Mercoledì Trump ha affermato che il protocollo d'intesa con l'Iran non è definitivo e che potrebbe riprendere la campagna di bombardamenti se l'accordo non dovesse soddisfarlo o se l'Iran non dovesse "comportarsi bene". Domenica, gli Stati Uniti e l'Iran avevano dichiarato di aver concordato i termini per porre fine al conflitto e riaprire lo Stretto di Hormuz.
Fawad Razaqzada, analista di mercato presso City Index e FOREX.com, ha spiegato che permane "una certa incertezza riguardo alla situazione degli Stati Uniti... è logico che il petrolio rimbalzi da questi livelli dopo aver registrato un calo piuttosto netto negli ultimi giorni".
Sempre mercoledì, si sono verificati nuovi attacchi aerei e colpi di artiglieria israeliani in diverse città del Libano meridionale. Fonti della sicurezza libanese hanno riferito che Hezbollah ha inoltre lanciato due attacchi con droni contro le forze israeliane nel sud.
Il protocollo d'intesa prevede la cessazione delle ostilità tra Israele e il gruppo Hezbollah, sostenuto dall'Iran, in Libano.
Sul fronte dell'offerta, mercoledì la Energy Information Administration ha comunicato che la scorsa settimana le scorte di greggio statunitense sono diminuite per la decima settimana consecutiva a causa dell'impennata della domanda. Questo calo ha portato le riserve totali al livello più basso dal 1985, mentre la guerra in Iran ha continuato a sconvolgere i mercati energetici globali.
"Gli Stati Uniti e il resto del mondo continuano a intaccare le riserve strategiche e le scorte commerciali nel tentativo di mitigare le interruzioni in Medio Oriente", ha dichiarato Andy Lipow, presidente di Lipow Oil Associates.
Tuttavia, all'orizzonte si profila un eccesso di offerta.
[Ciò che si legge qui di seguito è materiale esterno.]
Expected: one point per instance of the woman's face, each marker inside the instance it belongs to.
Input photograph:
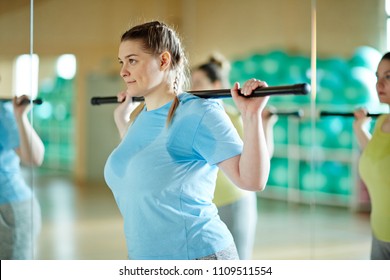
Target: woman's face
(141, 71)
(200, 81)
(383, 81)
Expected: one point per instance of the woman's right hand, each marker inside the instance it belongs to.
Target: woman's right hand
(123, 110)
Nelle sue prime previsioni per il 2027, l'International Energy Agency ha dichiarato che il mercato petrolifero entrerà in una fase di eccedenza significativa, con un'offerta globale destinata a balzare di 8 Mio di barili al giorno a fronte di un aumento della domanda di soli 2 Mio.
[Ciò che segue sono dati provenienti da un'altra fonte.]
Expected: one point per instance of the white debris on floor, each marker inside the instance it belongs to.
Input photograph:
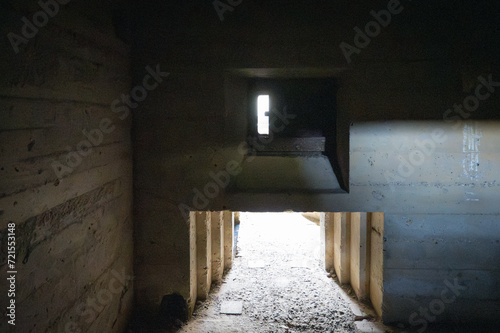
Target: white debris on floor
(278, 280)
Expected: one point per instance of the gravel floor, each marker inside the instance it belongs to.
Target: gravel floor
(278, 277)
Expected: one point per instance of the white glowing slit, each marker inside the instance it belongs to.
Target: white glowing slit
(262, 118)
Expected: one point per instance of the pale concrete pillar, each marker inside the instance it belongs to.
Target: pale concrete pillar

Nel breve termine, l'agenzia ha precisato che l'accordo tra Iran e Stati Uniti dovrebbe offrire l'opportunità di ricostituire le scorte esaurite o di creare nuove riserve strategiche.
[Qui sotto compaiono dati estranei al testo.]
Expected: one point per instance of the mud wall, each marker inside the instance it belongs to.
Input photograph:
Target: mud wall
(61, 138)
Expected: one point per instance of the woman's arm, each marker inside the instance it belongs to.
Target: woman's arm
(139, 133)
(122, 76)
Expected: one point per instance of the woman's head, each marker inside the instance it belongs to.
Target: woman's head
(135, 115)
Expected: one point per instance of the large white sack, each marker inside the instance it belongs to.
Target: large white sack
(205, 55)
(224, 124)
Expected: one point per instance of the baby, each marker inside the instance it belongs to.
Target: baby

"I mercati potrebbero sottostimare l'entità dell'eccesso di offerta in arrivo", ha affermato Crispus Nyaga, analista di ricerca presso Empire FX.
Ciononostante, i funzionari del settore ritengono che un ritorno completo ai livelli di produzione e raffinazione pre-bellici richiederà probabilmente settimane, mesi o addirittura anni.